Cabe salientar que esse universo do trato com plantas para fins medicinais nos levou a estabelecer contato e envolvimento com várias atividades relacionadas ao assunto. Dentre estas destacamos a ―Jornada Catarinense de Plantas Medicinais‖, realizada em agosto de 2014, no município de Criciúma/SC; cursos de Plantas Comestíveis não Convencionais; encontros com grupos da Pastoral da Saúde, bem como a participação no Projeto Interdisciplinar de Plantas Medicinais que acontece mensalmente na Universidade do Extremo Sul Catarinense (UNESC) e envolve a mostra dos conhecimentos acadêmicos e populares sobre as plantas medicinais.

O segundo momento da pesquisa aconteceu a partir da escolha dos sujeitos da pesquisa, quando já tínhamos definidos os grupos a serem pesquisados, com a confirmação do interesse e possibilidade de participação dos sujeitos.
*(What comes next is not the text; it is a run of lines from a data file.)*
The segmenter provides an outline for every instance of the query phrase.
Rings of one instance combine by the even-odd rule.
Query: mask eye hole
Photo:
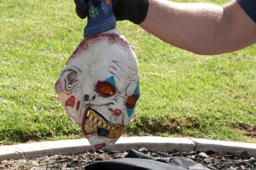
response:
[[[108,82],[98,82],[95,91],[101,96],[107,97],[114,94],[116,91],[116,88]]]
[[[126,102],[125,103],[126,108],[130,109],[134,108],[136,104],[136,102],[139,99],[139,96],[140,94],[137,94],[128,97],[126,99]]]

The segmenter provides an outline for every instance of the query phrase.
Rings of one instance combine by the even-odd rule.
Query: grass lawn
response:
[[[86,20],[75,7],[73,1],[0,0],[0,143],[82,136],[54,88],[83,38]],[[117,28],[140,69],[141,94],[125,136],[256,143],[256,45],[198,55],[128,21]]]

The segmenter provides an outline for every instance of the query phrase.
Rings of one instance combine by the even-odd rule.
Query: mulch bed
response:
[[[151,151],[143,148],[139,151],[156,158],[175,156],[186,157],[200,163],[214,170],[256,170],[256,159],[249,157],[246,152],[242,158],[231,154],[223,155],[209,151],[206,153]],[[97,161],[124,157],[129,151],[103,150],[89,151],[82,154],[69,155],[55,155],[32,159],[0,161],[0,170],[84,170],[88,164]]]

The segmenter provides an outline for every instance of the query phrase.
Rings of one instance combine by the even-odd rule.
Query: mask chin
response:
[[[99,136],[97,135],[91,137],[88,140],[91,145],[96,149],[104,149],[110,143],[112,140],[111,139]]]

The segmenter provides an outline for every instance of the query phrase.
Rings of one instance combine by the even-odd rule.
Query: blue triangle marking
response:
[[[114,78],[114,76],[112,76],[108,78],[105,80],[105,81],[111,83],[114,86],[116,86],[116,84],[115,83],[115,79]]]
[[[127,111],[127,113],[128,114],[128,116],[130,117],[132,114],[132,113],[133,113],[133,111],[134,111],[134,109],[126,109],[126,111]]]

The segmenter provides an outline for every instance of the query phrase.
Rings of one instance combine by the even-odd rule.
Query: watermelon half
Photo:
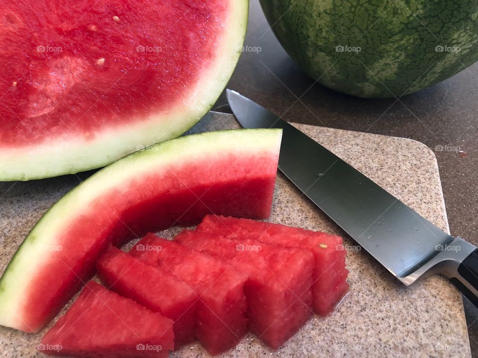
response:
[[[149,231],[207,214],[269,216],[281,130],[210,132],[167,141],[100,171],[43,215],[0,280],[0,325],[41,329],[95,272],[95,262]]]
[[[0,3],[0,180],[99,168],[177,137],[236,66],[247,0]]]

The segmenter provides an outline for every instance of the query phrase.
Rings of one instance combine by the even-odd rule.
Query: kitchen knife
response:
[[[449,278],[478,307],[478,249],[421,216],[287,122],[227,90],[244,128],[283,129],[279,169],[407,286],[430,274]]]

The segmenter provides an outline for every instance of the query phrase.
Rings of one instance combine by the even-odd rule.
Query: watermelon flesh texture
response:
[[[0,180],[103,166],[180,135],[239,59],[243,0],[0,4]]]
[[[96,268],[109,289],[174,321],[176,349],[194,340],[197,296],[168,269],[148,265],[113,247],[100,257]]]
[[[340,236],[278,224],[206,215],[197,230],[225,237],[253,238],[262,242],[309,250],[314,257],[315,312],[326,316],[349,291],[346,251]]]
[[[234,348],[245,334],[245,274],[154,234],[146,235],[129,253],[149,265],[170,269],[197,292],[196,337],[211,354]]]
[[[15,254],[0,280],[0,324],[39,330],[112,243],[197,223],[212,212],[268,216],[280,139],[273,129],[187,136],[90,177],[45,213]]]
[[[37,348],[54,356],[166,358],[174,348],[172,324],[91,281]]]
[[[184,230],[175,241],[230,263],[248,275],[244,286],[249,330],[277,349],[310,318],[313,257],[300,249]]]

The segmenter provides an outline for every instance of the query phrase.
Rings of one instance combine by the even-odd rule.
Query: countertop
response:
[[[424,143],[437,157],[452,235],[478,245],[478,64],[399,100],[343,94],[314,84],[289,58],[258,0],[250,1],[246,44],[255,51],[242,53],[229,88],[291,122]],[[223,94],[214,109],[227,112],[226,103]],[[464,302],[472,356],[478,357],[478,309]]]

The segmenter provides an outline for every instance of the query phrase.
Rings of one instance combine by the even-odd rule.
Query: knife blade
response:
[[[234,91],[228,100],[244,128],[283,129],[279,170],[406,285],[433,273],[478,306],[478,251],[420,215],[365,175],[273,113]]]

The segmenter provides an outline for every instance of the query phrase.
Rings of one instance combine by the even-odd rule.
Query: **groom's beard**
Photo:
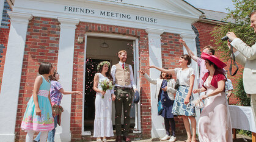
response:
[[[121,58],[122,62],[125,63],[126,62],[126,58]]]

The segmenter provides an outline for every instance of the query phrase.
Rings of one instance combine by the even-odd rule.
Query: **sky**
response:
[[[228,13],[226,7],[234,10],[232,0],[185,0],[196,8]]]

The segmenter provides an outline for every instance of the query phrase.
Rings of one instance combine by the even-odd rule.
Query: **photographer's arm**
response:
[[[246,58],[246,59],[249,60],[256,59],[255,45],[252,47],[247,46],[241,39],[238,38],[234,33],[231,32],[229,32],[227,34],[227,36],[228,36],[229,39],[232,41],[230,43],[231,45],[232,45],[234,48],[236,49],[239,52],[240,52],[241,54],[242,54]]]

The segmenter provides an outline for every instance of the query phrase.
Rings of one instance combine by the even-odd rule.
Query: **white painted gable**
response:
[[[167,12],[202,15],[202,12],[183,0],[102,0],[119,4],[130,4],[145,8],[158,9]]]
[[[183,0],[20,0],[13,10],[34,16],[192,33],[202,12]]]

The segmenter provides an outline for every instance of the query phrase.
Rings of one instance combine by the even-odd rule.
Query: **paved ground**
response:
[[[186,140],[186,136],[178,136],[176,142],[184,142]],[[92,141],[96,142],[96,141]],[[115,140],[109,140],[108,141],[109,142],[114,142]],[[133,142],[150,142],[150,141],[161,141],[161,142],[167,142],[168,141],[161,141],[159,138],[150,138],[147,140],[134,140],[132,141]],[[197,141],[199,142],[198,138],[197,138]],[[252,137],[248,136],[244,136],[240,134],[236,134],[236,140],[233,140],[233,142],[244,142],[244,141],[248,141],[252,142]],[[124,141],[123,141],[124,142]]]

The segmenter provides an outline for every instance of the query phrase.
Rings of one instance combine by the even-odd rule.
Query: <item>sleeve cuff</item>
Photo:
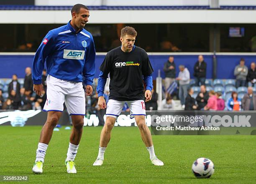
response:
[[[33,80],[33,83],[34,84],[41,84],[42,83],[42,79]]]

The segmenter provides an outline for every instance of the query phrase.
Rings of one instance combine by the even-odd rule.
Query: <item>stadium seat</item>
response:
[[[189,85],[190,85],[190,86],[195,86],[195,82],[194,80],[190,80],[189,81]]]
[[[212,87],[212,81],[211,79],[205,79],[205,86]]]
[[[231,94],[232,93],[229,93],[225,94],[224,96],[224,100],[225,101],[228,101],[229,99],[229,98],[231,97]]]
[[[194,93],[199,93],[201,91],[200,87],[199,86],[193,86],[192,87],[192,89],[194,91]]]
[[[227,86],[225,88],[225,93],[231,93],[233,91],[236,92],[236,88],[234,86]]]
[[[224,88],[223,86],[215,86],[214,87],[214,91],[223,94],[224,92]]]
[[[247,93],[247,88],[246,87],[238,87],[237,88],[237,92],[238,93]]]
[[[211,90],[213,90],[213,88],[212,86],[206,86],[206,91],[210,91]]]
[[[243,99],[243,96],[244,96],[244,94],[245,93],[239,93],[238,94],[238,98],[240,98],[241,100]]]
[[[213,86],[223,86],[223,81],[221,79],[215,79],[213,81]]]
[[[12,81],[12,79],[11,78],[9,78],[8,79],[7,79],[5,81],[5,84],[6,84],[7,85],[9,85],[9,84],[10,84],[10,83]]]
[[[227,86],[236,86],[236,81],[235,79],[227,79],[224,82],[225,87]]]

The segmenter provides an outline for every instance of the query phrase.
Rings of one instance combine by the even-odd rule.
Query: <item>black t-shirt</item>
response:
[[[118,101],[144,100],[143,76],[154,71],[146,51],[137,46],[130,53],[121,47],[108,52],[100,70],[110,73],[109,99]]]

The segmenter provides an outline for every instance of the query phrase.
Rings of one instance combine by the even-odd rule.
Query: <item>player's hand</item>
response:
[[[33,88],[34,89],[34,91],[36,92],[37,95],[38,96],[42,95],[42,91],[44,88],[43,84],[34,84]]]
[[[86,95],[87,96],[90,96],[92,95],[92,87],[91,85],[87,85],[85,87],[85,90],[86,91]]]
[[[103,96],[100,96],[98,99],[98,105],[101,109],[105,109],[107,107],[106,101]]]
[[[150,90],[146,90],[145,92],[145,98],[146,98],[146,102],[147,102],[151,100],[152,98],[152,94],[151,94],[151,91]]]

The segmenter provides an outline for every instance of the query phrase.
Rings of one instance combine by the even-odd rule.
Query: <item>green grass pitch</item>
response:
[[[115,127],[103,165],[93,166],[102,128],[84,127],[75,160],[77,174],[67,174],[64,165],[70,130],[62,127],[54,132],[44,173],[35,175],[32,167],[41,127],[2,126],[0,175],[26,175],[28,181],[25,183],[31,184],[241,184],[256,181],[256,136],[154,136],[156,154],[165,164],[156,166],[149,159],[137,127]],[[215,173],[208,179],[197,179],[192,173],[193,161],[202,157],[215,164]]]

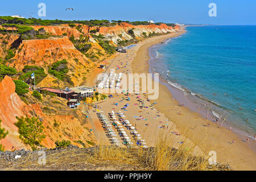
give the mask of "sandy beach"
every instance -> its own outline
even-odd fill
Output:
[[[148,48],[185,32],[182,30],[179,32],[154,37],[139,42],[132,49],[129,49],[127,53],[118,53],[108,60],[108,68],[104,71],[109,73],[111,69],[114,69],[116,73],[149,73],[148,60],[150,57]],[[88,84],[95,86],[97,75],[102,71],[101,69],[96,68],[88,78]],[[199,147],[193,150],[194,154],[203,152],[208,155],[209,151],[214,151],[217,154],[217,162],[229,164],[234,170],[256,169],[256,154],[248,147],[246,142],[226,128],[221,127],[220,125],[207,120],[185,106],[179,106],[179,102],[173,98],[168,89],[163,84],[159,84],[159,97],[156,100],[148,101],[147,96],[143,94],[139,95],[139,98],[133,94],[129,96],[113,94],[113,98],[97,104],[101,107],[100,110],[108,116],[112,110],[119,112],[125,105],[129,104],[127,111],[122,112],[127,119],[137,129],[147,146],[154,146],[159,133],[163,131],[172,135],[170,146],[174,147],[179,148],[181,145],[189,146],[193,143]],[[139,101],[139,98],[142,101]],[[144,107],[142,107],[142,101]],[[114,104],[116,103],[118,105]],[[96,112],[94,109],[90,110],[97,130],[94,133],[98,132],[98,139],[104,141],[102,143],[110,144]],[[210,123],[210,126],[207,127],[208,122]],[[126,131],[127,133],[129,132]],[[129,134],[128,135],[131,138]],[[232,143],[234,139],[236,142],[234,144]],[[250,142],[255,142],[255,140]]]

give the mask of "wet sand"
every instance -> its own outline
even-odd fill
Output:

Nesta etapa, realizamos uma entrevista estruturada, objetivando coletar dados sobre o perfil do entrevistado. Foram colhidos dados como nome, endereço, idade, estado civil, local de nascimento e escolaridade. Em seguida, utilizando a entrevista semiestruturada, o entrevistado foi convidado a falar sobre sua história de vida com uso e indicação das plantas com fins medicinais. Ao relatar, nossas lembranças são capazes de evidenciar nossas memórias, nossos esquecimentos, e estes ―não só nos dizem quem somos, mas também nos permitem projetar rumo ao futuro‖ (IZQUIERDO, 2002, p. 09). Ainda segundo o autor, buscar a memória das experiências vividas, é uma forma de superar o esquecimento, pois, a maioria das coisas que aprendemos, ao longo de todos os dias de nossa vida, se extingue ou se perde (IZQUIERDO 2002).

Dessa maneira, o convite ao relato, além da busca pelas memórias das experiências vividas, reforça ou retoma a narrativa, visto que, o narrador retira da experiência o que conta, tudo é narrado com exatidão, mas o contexto psicológico não é controlado, é cada vez mais raro encontrar pessoas que saibam narrar corretamente (BENJAMIN, 1994; BOSI, 1999).

O narrador é um mestre do oficio que conhece seu mister: ele tem o dom do conselho. A ele foi dado abranger uma vida inteira. Seu talento de narrar lhe vem da experiência; sua lição, ele extraiu da própria dor; sua dignidade é a de contá-la até o fim, sem medo. Uma atmosfera sagrada circunda o narrador. (BOSI, 1999, p. 49).

No ensaio ‗Experiência e Pobreza‘, Walter Benjamin (1994) deixa claro o sentido da tradição como fonte de saber, além de apontar a memória como o modo de transmissão desse saber, ao narrar a parábola27 do tesouro enterrado em suas vinhas; este relato destaca a experiência, a autoridade da tradição manifestada na velhice e sua transmissão de geração em geração. Esse indivíduo pode se considerar sábio, pois adquiriu essa experiência contida na tradição, como também soube transmiti-la, comunicá-la por meio da narrativa.

O exemplo destacado por Benjamin ao narrar a Parábola do Tesouro Enterrado em suas vinhas é pertinente quando nos reportamos à prática da Medicina Popular, sendo esta uma atividade desenvolvida por pessoas em sua maioria de uma faixa etária acima dos 55 anos.

As entrevistas28 foram gravadas com a autorização das entrevistadas e transcritas na íntegra, imediatamente após o término. Cada participante desta pesquisa recebeu e aprovou cópia da transcrição de nossa conversa, autorizando a utilização da mesma por meio da assinatura de um termo de consentimento. Para assegurar o anonimato, os nomes dos participantes foram substituídos por letras do alfabeto.